The UK government is proactively seeking the ability to censor “unsavoury” content on YouTube, and by all accounts, authorities working with Google are getting pretty close to securing these arbitrary ban-powers. As “Internet freedom” people, we’ll go on record here and say that this is totally lame.
According to Sophos’ Naked Security blog, Google granted the UK government the ability to pull content from YouTube last week, though that content has to be terrorism-related to qualify. But the UK doesn’t want to stop there, and is seeking powers to remove anything they deem “unsavoury,” regardless of its legality.
The UK’s security and immigration minister, James Brokenshire, said that the government wants to filter content “that may not be illegal but certainly is unsavoury and may not be the sort of material that people would want to see or receive.”
Since “censorship” rightly sounds scary and awful, Brokenshire said that the UK’s attempts to target “unsavoury” content is merely a byproduct of their fight against terrorism. In layman’s, it’s the UK’s version of the NSA’s “we need to tap your phones because domestic security.”
Still, the UK has yet to receive these ambiguous ban-powers, and currently, Google still makes the final determination on what is removed from YouTube. What the UK government has is “trusted flagger” status, meaning that if a flag comes from the UK government, the content is expedited for Google’s review.
YouTube’s ToS draws the line at anything that “incites violence,” and the UK is worried that its citizens might become radicalized by exposure to content related to the ongoing Syrian conflict.

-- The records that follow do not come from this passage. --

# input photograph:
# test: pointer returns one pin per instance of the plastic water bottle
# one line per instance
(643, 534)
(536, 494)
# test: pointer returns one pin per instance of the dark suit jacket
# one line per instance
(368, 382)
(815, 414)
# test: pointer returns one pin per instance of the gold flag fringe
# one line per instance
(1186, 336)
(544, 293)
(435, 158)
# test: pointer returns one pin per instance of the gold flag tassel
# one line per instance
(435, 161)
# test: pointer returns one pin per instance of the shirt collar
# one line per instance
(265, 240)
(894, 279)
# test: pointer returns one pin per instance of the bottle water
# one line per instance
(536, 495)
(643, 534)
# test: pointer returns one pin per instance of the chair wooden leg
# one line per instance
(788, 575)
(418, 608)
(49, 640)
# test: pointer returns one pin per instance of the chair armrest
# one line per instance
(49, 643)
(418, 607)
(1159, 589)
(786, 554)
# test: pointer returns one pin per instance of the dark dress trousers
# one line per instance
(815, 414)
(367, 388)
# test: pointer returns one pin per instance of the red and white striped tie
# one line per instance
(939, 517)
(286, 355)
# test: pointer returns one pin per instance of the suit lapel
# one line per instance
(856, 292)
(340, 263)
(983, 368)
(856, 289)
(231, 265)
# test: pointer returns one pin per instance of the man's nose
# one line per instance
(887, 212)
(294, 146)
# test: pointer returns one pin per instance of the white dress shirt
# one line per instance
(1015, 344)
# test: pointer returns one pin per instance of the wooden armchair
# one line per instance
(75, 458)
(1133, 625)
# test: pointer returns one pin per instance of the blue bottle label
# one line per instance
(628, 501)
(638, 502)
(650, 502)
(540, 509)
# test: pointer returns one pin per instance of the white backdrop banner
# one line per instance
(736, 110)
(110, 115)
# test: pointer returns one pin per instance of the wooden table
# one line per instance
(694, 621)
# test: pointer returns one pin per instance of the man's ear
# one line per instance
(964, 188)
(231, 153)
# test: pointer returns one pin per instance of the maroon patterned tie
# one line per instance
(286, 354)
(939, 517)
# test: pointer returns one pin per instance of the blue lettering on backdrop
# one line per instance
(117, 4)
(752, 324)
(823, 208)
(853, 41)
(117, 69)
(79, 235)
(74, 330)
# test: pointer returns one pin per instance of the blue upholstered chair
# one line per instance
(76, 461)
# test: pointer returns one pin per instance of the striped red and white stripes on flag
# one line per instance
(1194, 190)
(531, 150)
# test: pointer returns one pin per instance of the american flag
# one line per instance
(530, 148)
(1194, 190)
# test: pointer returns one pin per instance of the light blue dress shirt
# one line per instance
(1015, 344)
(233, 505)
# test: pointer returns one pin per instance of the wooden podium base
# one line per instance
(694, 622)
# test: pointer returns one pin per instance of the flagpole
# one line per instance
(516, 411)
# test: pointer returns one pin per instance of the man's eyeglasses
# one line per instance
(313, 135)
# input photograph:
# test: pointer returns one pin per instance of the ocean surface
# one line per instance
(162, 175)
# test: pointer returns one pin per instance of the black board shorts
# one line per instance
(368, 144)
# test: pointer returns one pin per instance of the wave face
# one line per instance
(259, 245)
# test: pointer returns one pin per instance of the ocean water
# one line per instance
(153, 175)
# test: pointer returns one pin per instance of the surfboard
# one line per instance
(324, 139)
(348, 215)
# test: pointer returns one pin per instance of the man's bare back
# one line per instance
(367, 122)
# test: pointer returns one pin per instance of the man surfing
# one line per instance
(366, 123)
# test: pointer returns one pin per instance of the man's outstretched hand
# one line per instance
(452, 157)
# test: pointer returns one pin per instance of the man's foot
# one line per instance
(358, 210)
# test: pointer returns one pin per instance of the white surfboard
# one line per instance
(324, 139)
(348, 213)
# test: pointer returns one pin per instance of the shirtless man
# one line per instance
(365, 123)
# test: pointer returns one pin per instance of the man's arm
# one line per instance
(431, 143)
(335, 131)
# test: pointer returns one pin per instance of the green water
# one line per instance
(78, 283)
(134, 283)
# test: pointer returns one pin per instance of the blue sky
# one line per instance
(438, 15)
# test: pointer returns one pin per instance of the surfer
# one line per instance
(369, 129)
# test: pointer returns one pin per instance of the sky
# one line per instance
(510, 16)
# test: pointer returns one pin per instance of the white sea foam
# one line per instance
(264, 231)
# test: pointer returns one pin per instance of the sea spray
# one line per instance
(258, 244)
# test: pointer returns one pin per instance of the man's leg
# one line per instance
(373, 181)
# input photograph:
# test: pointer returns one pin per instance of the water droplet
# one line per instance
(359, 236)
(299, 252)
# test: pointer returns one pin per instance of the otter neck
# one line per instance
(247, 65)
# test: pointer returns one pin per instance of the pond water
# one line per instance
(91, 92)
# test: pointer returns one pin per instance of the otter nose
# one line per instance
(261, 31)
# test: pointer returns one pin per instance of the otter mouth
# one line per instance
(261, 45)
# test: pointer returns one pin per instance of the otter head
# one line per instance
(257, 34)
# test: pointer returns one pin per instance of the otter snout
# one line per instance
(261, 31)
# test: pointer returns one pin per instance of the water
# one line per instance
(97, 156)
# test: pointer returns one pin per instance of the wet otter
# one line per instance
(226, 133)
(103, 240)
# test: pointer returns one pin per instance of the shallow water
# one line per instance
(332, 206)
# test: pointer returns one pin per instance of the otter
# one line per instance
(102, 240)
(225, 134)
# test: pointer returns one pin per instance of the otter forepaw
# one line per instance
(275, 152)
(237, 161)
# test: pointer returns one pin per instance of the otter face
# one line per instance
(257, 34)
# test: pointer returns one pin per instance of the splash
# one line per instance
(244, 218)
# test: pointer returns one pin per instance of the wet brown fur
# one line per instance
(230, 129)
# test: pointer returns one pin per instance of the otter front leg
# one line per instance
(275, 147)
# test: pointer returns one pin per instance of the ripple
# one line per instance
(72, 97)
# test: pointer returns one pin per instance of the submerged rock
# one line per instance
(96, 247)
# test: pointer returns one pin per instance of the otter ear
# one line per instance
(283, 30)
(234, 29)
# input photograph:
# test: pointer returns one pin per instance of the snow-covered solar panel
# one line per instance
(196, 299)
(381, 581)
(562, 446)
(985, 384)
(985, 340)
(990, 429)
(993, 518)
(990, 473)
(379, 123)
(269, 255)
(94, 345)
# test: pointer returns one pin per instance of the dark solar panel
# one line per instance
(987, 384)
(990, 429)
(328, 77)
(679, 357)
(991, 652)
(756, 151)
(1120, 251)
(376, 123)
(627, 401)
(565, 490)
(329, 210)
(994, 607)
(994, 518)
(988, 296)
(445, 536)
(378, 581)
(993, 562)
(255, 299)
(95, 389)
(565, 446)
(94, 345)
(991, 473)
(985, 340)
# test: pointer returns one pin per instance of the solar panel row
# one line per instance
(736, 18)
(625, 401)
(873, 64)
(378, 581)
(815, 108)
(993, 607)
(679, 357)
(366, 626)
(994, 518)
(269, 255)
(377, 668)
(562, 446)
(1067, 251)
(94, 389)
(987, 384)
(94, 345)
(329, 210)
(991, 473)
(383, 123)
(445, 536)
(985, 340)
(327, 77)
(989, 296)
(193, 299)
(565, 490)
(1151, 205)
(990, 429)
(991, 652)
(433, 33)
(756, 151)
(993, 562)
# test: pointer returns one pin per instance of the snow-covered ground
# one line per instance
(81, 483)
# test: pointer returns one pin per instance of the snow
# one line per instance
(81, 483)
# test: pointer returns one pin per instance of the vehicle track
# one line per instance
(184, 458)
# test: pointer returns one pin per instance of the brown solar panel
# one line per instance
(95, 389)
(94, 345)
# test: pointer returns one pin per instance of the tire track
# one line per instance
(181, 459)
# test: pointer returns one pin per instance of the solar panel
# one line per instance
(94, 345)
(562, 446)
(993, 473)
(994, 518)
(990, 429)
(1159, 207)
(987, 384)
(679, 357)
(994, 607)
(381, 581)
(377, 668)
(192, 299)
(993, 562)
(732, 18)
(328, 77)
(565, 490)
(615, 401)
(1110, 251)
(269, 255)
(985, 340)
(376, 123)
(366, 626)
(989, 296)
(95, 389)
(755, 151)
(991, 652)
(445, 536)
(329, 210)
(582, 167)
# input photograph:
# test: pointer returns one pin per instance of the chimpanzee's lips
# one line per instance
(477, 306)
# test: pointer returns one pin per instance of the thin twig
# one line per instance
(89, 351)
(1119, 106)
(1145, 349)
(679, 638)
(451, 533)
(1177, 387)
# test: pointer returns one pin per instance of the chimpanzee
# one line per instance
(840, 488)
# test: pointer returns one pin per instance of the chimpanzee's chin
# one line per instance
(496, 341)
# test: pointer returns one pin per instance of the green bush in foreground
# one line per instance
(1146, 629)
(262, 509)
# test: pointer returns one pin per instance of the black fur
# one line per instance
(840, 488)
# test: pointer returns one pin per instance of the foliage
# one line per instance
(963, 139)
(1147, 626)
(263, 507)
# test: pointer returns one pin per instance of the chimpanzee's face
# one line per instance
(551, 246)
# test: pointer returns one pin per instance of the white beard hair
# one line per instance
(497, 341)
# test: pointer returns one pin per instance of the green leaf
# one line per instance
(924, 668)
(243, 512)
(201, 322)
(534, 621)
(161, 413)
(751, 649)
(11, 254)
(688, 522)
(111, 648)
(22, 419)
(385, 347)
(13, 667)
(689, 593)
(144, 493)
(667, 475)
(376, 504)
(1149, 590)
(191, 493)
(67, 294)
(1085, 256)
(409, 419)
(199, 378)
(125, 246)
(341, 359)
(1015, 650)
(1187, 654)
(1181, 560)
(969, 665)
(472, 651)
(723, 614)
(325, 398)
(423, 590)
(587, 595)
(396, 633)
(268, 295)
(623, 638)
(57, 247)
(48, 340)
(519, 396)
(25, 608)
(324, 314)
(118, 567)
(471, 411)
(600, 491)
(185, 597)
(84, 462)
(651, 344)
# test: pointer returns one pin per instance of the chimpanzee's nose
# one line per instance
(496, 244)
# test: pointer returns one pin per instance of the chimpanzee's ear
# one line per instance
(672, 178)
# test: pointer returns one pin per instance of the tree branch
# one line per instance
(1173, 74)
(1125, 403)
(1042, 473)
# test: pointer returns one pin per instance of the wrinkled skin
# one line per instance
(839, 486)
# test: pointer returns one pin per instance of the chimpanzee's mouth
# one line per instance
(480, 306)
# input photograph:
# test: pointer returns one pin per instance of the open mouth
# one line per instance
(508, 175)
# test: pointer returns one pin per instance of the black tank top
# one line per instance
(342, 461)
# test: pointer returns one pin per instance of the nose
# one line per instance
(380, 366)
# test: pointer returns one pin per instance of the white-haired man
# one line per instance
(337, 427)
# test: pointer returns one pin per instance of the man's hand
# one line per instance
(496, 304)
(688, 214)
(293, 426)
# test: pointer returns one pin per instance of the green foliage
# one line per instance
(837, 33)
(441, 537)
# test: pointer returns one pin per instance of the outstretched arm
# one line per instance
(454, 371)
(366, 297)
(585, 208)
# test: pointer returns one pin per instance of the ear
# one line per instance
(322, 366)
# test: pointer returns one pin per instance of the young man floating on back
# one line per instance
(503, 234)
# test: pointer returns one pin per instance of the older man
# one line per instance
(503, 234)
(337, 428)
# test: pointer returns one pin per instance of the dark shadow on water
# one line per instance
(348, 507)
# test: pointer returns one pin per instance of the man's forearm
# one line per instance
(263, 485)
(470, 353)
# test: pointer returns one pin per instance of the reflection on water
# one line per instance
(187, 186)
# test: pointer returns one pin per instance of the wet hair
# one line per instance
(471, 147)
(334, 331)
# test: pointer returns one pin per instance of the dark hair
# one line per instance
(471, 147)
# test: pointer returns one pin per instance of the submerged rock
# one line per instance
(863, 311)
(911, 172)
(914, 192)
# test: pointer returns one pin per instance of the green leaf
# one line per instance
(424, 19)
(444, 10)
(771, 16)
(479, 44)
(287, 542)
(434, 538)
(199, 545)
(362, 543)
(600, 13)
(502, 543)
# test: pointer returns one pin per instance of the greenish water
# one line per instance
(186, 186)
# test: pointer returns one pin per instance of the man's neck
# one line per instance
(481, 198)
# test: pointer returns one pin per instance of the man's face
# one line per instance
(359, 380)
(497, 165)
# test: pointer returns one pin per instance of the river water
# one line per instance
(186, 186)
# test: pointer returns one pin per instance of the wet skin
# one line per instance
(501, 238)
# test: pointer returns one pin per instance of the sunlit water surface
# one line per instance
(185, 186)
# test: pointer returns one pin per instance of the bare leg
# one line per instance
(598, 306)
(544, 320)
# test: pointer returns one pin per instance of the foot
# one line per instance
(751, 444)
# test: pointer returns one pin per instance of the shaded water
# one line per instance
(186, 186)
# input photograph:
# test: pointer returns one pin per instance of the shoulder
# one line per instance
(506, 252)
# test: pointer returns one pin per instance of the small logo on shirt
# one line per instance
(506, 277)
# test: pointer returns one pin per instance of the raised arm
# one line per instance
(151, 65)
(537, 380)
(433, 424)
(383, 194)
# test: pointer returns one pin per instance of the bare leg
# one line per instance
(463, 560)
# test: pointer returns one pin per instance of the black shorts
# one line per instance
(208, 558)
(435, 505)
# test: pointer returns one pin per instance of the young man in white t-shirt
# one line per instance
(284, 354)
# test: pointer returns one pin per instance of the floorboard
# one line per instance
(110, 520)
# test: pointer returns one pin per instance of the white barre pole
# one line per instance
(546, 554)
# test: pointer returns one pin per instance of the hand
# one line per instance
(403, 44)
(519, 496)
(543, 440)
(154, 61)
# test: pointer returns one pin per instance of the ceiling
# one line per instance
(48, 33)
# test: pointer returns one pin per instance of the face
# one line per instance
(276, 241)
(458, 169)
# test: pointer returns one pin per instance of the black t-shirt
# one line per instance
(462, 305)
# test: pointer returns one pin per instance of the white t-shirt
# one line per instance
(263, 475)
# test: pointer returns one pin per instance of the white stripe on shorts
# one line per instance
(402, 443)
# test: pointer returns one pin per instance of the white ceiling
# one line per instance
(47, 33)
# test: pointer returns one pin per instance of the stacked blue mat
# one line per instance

Thus, they want an upgrade from “trusted flagger” to “super flagger,” which would allow them to request content takedowns en masse instead of one by one.
In related news, the UK government has been pressuring ISPs to filter content related to child abuse and pornographic material since the passage of the 2012 Online Safety Bill. Part of that bill states that ISPs should provide porn-free Internet by default.
Though it’s still only hypothetical, Wired notes that the UK could actually be in breach of Article 10(2) of the European Convention on Human Rights (which regard freedom of expression) if they managed to secure the ban-powers they want.